Он старательно обходил лужи и ямы, наполненные цепкой грязью, и все-таки неожиданно, незаметно попадал в них, ругался про себя и печально думал, что весна вроде бы уже не радует и не волнует его, как когда-то, что ни говори, а годы стушевывают свежесть, яркость впечатлений, вселяют в душу что-то холодное, что-то рассудочное, и в этом вечная трагедия старости.

1980 г.

НЕСОВМЕСТИМОСТЬ

©«Советский писатель», 1987.

Их пятиэтажка стояла на берегу Тобола, в стороне от других домов, на отшибе, и шумы большого города не доходили сюда, таяли где-то сзади; ночами было тихо, как в безветренном лесу, и это непонятно тревожило Андрея: казалось ему, что его окружает не обычная, а какая-то настороженная, натянутая тишина, готовая вот-вот разорваться.
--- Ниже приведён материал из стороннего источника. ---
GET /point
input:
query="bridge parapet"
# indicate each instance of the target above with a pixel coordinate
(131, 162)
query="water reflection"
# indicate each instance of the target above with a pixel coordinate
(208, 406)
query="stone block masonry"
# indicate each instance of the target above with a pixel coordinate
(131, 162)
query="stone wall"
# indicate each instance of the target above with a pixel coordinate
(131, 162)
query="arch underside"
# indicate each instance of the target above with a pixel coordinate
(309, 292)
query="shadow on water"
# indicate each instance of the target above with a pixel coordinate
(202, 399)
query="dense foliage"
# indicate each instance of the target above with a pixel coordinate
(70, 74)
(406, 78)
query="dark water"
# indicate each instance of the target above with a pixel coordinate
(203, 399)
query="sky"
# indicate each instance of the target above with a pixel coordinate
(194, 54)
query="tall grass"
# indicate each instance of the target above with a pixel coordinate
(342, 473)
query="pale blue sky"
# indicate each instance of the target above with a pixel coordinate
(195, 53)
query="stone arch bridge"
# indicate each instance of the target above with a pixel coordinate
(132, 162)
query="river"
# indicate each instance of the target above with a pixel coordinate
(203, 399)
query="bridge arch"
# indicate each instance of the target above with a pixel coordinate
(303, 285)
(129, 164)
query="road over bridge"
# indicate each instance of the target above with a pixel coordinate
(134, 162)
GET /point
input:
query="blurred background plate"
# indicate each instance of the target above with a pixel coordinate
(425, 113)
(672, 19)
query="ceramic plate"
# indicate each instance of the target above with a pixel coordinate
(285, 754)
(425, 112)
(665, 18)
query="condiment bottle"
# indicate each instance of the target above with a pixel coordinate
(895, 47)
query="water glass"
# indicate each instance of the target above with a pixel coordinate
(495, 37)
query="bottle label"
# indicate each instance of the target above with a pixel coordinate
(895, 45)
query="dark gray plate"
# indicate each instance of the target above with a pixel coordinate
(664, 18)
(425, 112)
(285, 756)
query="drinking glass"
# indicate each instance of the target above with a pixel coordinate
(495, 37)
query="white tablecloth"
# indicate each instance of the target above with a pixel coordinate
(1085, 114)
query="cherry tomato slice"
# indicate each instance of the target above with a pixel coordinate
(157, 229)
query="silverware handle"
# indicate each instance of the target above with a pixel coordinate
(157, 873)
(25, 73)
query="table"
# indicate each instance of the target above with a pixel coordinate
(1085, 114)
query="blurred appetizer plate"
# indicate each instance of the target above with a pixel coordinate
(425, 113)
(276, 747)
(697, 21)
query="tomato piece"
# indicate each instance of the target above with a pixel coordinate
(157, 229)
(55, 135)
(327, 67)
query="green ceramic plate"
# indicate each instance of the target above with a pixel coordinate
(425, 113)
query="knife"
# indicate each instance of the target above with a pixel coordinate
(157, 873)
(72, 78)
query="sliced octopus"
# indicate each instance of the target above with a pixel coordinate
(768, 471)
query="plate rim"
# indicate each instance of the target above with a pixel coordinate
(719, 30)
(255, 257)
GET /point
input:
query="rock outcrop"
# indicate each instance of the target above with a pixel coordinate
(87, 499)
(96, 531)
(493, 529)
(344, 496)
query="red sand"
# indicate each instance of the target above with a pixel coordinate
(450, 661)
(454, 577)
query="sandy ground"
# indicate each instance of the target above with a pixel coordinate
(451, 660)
Сегодня тоже тихо, ни огонька, и темнота как бы сероватая, не яркая, — скучно, неприятно в такой темноте; только на западе небо слегка светлеет и чуть-чуть видны контуры старого тополя, нависающего над широким заливом. Восточная часть берега темна, значит, — глубокая ночь: перед утром там зажигают электрофонари, которые отбрасывают на черную, чуть иссиня воду светлые пятна, и по всей реке расплывается тогда легкое красноватое сияние.